Impartial partitioning of authorship credit has hitherto been impractical because routine bibliometric methods for allocating authorship credit are biased by not recognizing differential coauthor contributions (Hagen 2008, 2009, 2010). Such bias is generated either by allocating one full credit repeatedly to all coauthors of a paper (inflated counting), or by dividing one credit equally among all coauthors irrespective of authorship rank (fractional counting). The end result of inflated counting is to award a PhD candidate full credit for a cooperative effort, while the end result of fractional counting is to underestimate the authorship credit for publications where the candidate is a primary author (Hagen 2008, fig. 3 therein).

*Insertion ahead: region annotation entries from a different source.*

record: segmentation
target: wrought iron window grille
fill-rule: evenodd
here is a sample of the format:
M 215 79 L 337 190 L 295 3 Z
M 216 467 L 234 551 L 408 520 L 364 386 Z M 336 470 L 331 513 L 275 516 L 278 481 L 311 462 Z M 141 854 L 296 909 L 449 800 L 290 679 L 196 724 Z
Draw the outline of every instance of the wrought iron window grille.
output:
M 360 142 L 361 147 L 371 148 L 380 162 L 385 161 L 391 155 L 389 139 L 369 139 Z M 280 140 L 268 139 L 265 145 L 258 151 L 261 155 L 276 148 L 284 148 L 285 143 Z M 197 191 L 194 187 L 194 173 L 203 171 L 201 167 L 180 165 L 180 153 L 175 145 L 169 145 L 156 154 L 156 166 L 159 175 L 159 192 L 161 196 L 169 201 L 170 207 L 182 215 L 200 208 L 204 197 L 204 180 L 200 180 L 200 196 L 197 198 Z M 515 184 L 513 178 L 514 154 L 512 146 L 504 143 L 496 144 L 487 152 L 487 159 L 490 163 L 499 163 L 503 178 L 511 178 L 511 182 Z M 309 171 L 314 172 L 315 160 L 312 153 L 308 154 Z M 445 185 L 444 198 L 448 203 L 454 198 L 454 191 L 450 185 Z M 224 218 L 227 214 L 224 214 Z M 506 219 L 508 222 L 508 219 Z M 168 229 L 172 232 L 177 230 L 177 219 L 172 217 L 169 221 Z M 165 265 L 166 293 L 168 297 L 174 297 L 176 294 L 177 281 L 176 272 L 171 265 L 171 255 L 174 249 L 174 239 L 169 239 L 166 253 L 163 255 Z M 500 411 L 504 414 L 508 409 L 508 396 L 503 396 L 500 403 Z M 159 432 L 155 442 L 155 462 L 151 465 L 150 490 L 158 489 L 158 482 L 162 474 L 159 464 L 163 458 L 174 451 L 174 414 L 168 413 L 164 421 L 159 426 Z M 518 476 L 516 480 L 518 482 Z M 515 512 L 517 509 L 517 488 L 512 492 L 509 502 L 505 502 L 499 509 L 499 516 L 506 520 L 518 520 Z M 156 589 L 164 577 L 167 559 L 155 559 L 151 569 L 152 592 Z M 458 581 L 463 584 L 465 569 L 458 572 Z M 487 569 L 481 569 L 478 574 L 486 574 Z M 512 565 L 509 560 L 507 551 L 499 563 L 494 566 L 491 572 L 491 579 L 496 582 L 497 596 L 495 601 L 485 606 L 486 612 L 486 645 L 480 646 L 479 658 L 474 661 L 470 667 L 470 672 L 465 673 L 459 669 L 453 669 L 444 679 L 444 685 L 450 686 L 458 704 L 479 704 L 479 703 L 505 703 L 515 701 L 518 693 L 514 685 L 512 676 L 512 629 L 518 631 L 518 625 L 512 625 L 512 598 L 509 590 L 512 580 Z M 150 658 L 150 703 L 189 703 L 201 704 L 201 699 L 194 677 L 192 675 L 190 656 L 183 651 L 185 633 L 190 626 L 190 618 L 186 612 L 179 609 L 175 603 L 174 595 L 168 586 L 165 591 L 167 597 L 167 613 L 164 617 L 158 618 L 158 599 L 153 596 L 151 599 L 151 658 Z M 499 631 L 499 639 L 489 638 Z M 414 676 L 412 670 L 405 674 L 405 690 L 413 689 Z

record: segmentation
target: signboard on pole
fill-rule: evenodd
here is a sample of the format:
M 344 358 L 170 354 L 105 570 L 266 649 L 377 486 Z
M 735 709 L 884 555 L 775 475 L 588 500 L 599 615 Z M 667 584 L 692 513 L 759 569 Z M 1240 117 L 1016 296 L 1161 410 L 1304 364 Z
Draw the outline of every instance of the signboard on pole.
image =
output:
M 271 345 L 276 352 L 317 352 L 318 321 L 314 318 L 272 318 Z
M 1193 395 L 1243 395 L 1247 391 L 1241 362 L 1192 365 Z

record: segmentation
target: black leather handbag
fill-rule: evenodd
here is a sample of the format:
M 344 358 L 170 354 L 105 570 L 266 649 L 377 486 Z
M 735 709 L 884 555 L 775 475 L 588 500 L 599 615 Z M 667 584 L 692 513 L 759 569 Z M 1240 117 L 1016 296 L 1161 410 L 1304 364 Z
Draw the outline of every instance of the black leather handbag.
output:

In contrast, harmonic counting provides a transparent post hoc protocol for unbiased decoding of the byline hierarchy by implementing three simple ethical criteria for bibliometric partitioning of authorship credit among N coauthors (Hagen 2008, 2010):

  1. 1.

    one publication credit is shared among all coauthors,

  2. 2.

    the first author gets the most credit, and in general the ith author receives more credit than the (i + 1)th author, and

  3. 3.

    the greater the number of authors, the less credit per author.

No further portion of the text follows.